I Introduction: No more long-form census
II Open data
III Big data
IV Health promoters and data
--Submitted by Robyn Kalda, Health Nexus
I Introduction: No more long-form census
In 2010, the Canadian government cancelled the long form of the census, which previously was sent to 20% of Canadian households and which – critically – was mandatory. If you received the long form, you heaved a deep sigh, brewed yourself a fresh pot of tea and settled yourself at the kitchen table with more than one sharp pencil. You had no choice: a determined, persuasive person would eventually arrive at your door to follow up should you fail to complete it. Aside from a few dedicated pranksters such as a friend of mine who used to ensure she was deep in the woods on the day upon which census questions focused so she could honestly answer “Electricity: no. Indoor bathrooms: zero” and the like, the long-form census data represented Canadians’ household situations fairly well.
On the other hand, the National Household Survey, intended to replace the long form, is voluntary. It is sent to 30% of Canadian households but, unsurprisingly, given the rather nosy nature of many of the questions and the sheer size of the survey, many fewer households choose to complete it.
We simply don’t have the data we once did.
Which means, of course, that surfacing differences and potential issues across Canada and making evidence-based programs, policies, and decisions has become more difficult – and sometimes impossible. Is data a health promotion issue? Yes, it is.
With such low response rates, are the data we do have reliable? The previous head of Statistics Canada thinks not (http://www.huffingtonpost.ca/2015/05/08/canada-national-household_n_7243...). It’s possible that the data we have misrepresent the population. Thus, it’s also possible that if we make decisions based on these data, our decisions may be incorrect even if our intentions are good.
Furthermore, neither the census nor the National Household Survey asks health-related questions. Without reliable data on some of the determinants of health, such as income, developing evidence-based policy or even raising issues of inequality becomes yet more difficult. For example, back in May the Mowat Centre released its map of the Hardest Places to Live in Canada and highlighted the difficulties it faced in obtaining adequate data for its report (http://mowatcentre.ca/where-are-the-hardest-places-to-live-in-canada/). Health is covered only in the much smaller Canadian Community Health Survey.

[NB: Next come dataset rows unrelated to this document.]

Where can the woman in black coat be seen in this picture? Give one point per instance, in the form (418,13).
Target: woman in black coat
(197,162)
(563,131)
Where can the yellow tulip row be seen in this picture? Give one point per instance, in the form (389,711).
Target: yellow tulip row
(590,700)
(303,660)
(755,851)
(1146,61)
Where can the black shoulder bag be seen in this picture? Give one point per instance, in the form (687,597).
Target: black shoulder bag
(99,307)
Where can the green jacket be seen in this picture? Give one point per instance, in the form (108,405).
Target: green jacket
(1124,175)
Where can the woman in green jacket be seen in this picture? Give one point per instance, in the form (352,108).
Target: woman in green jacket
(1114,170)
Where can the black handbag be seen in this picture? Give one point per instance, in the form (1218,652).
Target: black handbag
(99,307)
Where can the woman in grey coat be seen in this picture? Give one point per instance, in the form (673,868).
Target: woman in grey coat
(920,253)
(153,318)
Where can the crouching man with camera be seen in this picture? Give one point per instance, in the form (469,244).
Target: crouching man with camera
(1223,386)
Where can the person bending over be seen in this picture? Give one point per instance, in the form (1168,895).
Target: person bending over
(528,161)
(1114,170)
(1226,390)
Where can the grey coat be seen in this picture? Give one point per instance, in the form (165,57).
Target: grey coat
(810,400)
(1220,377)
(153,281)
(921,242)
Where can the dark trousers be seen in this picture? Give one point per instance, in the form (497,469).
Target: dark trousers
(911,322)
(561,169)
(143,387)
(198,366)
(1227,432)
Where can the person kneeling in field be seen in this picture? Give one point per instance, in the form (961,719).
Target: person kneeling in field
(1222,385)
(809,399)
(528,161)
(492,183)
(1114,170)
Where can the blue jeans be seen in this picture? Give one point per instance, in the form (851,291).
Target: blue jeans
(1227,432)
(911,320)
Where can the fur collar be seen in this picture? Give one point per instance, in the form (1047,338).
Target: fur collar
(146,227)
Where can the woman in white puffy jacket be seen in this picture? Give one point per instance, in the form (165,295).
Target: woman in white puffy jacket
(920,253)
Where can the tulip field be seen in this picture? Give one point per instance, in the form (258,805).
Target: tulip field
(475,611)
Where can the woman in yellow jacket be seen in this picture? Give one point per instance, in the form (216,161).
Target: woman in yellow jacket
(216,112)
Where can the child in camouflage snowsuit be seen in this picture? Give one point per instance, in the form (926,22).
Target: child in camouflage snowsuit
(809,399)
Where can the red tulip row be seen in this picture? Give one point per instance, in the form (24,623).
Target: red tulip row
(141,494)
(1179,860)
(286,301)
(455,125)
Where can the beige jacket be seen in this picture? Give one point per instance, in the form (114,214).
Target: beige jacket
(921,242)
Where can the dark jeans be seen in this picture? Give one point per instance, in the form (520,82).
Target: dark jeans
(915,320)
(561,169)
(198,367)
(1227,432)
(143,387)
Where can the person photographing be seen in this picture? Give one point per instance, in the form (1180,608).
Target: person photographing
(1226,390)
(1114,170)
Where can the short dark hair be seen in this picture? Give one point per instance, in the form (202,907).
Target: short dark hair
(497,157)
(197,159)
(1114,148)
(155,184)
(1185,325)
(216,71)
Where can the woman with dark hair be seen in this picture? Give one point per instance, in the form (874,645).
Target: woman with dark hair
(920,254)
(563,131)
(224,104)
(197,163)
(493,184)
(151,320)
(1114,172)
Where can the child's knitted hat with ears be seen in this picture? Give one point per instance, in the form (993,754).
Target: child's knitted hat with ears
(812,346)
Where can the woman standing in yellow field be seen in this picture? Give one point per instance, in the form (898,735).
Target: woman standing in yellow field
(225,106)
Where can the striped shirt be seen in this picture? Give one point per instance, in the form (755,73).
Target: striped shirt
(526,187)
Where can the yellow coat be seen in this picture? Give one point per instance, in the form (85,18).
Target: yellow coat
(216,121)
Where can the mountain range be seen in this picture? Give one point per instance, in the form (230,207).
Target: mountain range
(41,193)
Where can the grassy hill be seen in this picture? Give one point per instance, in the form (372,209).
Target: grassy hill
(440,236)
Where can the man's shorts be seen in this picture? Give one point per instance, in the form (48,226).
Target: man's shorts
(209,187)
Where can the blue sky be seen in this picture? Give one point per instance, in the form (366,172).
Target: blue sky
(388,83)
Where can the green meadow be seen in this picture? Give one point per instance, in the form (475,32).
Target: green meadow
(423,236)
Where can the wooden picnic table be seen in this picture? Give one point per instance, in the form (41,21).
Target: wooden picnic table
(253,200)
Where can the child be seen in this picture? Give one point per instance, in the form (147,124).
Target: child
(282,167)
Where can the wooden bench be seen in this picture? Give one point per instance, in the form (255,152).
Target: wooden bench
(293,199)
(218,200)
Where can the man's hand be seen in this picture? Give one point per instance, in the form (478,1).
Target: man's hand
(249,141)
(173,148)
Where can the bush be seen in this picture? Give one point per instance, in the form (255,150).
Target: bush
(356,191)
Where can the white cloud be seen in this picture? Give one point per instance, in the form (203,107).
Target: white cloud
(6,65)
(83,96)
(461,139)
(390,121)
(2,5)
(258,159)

Unable to rely on federal data, provinces, regions, municipalities, and organizations are forced to collect their own data. While this ensures that they collect the exact data they need, it’s problematic. It’s more expensive than the census was and it produces data that may or may not be comparable across provinces, regions, and municipalities. Perhaps they all collect data on the same things and organize them in the same way, but odds are they don’t. Making comparisons and spotting trends across regions thus becomes impossible.
II Open data
On the other hand, a number of data-coordination efforts at various levels have arisen, generally falling under the rubric of Open Data. Perhaps due to resource limitations and fiscal pressures, governments, coalitions, and individual organizations are becoming more willing to release the data they do have for public use. See the Resources section for a few examples.

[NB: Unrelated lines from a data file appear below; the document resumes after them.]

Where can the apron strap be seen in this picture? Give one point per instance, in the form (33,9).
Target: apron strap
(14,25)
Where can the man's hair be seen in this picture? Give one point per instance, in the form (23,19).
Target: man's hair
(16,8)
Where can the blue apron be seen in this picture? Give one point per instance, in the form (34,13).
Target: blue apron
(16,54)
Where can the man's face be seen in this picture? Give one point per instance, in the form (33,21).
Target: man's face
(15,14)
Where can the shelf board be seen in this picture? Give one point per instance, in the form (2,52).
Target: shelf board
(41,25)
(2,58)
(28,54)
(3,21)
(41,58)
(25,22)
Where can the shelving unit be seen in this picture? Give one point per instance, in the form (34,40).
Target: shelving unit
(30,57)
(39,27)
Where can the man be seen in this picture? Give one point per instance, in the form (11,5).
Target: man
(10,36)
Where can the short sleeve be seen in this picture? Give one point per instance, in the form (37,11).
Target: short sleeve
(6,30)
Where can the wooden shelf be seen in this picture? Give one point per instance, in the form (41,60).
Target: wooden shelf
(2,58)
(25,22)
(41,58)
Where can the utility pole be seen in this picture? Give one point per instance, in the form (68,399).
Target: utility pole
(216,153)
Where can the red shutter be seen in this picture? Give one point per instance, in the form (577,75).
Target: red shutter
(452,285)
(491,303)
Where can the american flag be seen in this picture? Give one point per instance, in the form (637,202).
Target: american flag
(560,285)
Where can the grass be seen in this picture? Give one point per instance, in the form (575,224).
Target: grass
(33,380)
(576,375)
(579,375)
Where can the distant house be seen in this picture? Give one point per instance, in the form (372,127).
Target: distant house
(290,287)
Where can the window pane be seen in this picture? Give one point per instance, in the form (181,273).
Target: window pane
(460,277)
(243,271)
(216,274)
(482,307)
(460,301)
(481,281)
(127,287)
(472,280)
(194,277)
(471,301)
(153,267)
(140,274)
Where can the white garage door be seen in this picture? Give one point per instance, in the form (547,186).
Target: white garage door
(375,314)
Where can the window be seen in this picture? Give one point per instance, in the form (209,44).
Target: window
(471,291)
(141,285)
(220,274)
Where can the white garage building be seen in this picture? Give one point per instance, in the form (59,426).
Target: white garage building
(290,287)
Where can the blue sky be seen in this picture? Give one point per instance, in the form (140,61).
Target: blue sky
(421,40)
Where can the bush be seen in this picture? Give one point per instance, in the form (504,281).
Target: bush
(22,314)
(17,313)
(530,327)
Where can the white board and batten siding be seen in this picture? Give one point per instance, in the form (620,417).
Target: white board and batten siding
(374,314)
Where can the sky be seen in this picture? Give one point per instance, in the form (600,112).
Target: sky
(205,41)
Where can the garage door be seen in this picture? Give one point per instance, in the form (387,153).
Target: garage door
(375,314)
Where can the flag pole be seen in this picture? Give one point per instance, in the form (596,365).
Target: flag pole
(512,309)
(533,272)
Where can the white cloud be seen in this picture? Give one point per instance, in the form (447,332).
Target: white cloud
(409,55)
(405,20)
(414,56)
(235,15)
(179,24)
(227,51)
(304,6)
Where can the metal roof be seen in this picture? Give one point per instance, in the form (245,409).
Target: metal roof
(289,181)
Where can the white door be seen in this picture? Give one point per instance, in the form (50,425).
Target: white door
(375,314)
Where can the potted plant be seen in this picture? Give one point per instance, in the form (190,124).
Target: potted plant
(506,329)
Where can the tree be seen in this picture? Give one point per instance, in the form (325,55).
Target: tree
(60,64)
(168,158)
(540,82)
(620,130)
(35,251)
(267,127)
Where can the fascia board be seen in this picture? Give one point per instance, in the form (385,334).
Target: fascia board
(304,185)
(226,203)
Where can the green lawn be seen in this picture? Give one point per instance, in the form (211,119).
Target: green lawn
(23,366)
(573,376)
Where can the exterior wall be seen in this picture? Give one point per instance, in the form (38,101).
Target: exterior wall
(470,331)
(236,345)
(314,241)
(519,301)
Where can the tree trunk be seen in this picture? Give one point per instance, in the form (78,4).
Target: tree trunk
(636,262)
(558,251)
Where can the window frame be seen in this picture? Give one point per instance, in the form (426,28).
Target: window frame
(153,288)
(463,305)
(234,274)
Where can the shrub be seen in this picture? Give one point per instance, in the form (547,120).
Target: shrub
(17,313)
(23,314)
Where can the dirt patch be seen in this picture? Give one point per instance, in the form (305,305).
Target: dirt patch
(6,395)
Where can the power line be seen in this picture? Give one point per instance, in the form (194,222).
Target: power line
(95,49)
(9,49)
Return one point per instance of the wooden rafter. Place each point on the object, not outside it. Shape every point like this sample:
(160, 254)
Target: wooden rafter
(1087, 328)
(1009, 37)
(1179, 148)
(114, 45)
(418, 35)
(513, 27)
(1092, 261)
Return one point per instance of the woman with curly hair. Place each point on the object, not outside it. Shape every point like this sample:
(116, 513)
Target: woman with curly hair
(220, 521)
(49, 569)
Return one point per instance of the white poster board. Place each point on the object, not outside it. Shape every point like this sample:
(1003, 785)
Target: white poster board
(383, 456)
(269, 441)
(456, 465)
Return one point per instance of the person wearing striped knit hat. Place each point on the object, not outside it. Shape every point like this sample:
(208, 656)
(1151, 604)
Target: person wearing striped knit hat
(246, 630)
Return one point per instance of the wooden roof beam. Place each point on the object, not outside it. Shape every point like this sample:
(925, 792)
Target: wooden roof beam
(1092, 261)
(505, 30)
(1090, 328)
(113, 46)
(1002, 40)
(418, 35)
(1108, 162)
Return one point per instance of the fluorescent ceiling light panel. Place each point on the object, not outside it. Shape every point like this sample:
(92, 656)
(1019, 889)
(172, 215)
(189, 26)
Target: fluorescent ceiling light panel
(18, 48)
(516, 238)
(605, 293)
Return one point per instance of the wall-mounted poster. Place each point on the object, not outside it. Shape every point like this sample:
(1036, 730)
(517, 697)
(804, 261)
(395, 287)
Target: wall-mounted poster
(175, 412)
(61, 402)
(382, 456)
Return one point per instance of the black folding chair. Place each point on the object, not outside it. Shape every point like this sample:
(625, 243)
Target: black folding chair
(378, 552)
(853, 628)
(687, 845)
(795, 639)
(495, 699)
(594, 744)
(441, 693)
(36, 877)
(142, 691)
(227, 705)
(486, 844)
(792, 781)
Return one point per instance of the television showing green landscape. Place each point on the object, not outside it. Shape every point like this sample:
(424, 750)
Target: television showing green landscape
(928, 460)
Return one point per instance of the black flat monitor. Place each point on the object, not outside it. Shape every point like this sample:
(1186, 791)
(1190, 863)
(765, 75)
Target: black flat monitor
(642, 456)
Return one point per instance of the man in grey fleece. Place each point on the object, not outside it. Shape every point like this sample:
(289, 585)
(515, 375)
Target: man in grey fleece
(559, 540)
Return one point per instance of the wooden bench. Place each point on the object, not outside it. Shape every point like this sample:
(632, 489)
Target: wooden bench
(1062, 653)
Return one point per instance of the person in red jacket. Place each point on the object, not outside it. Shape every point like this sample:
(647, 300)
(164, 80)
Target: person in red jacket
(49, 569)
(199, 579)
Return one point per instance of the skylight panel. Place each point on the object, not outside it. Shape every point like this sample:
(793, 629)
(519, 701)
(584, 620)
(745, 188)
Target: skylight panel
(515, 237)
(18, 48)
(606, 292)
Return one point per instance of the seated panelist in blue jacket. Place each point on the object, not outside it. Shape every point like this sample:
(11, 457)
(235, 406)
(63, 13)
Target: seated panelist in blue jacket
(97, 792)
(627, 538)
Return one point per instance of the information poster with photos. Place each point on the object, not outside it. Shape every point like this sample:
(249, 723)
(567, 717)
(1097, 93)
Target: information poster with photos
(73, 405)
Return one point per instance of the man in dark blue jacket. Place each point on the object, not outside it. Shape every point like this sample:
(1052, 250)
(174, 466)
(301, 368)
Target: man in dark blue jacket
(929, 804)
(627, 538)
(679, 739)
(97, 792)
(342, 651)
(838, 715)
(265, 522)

“Open data” is the idea that if you produce data which are reasonable to share, you ought to make them available to others. A key point is that data you release need to be usable by others: they need to be able to manipulate the data easily on their own, either to reproduce analyses you have done or to do further analyses of their own. Here is a two-minute music video which excellently describes open data principles: https://www.youtube.com/watch?v=J180r2U2KnY&feature=youtu.be
A brief diversion on the word “free”: it is used in two different senses, gratis (“free as in beer” – something that is without charge to the user) and libre (“free as in speech” – something with which the user can do what s/he likes). (https://en.wikipedia.org/wiki/Gratis_versus_libre). Ideally, we’d like open data to be both gratis and libre.
What we would not like, however, is for open data to impinge on privacy. Not all data can be or should be open; risks versus benefits must be considered and weighed. Most personal health data naturally falls into the “too risky” category. The lowest level of collation at which data are not personally identifiable needs careful consideration: a level that anonymizes people effectively in a large city due to sheer numbers may leave people easily identifiable in a rural area. Health promoters have a role both in using open data and in being privacy watchdogs. A population lacking adequate informational privacy is not a population empowered to make the best decisions about its health.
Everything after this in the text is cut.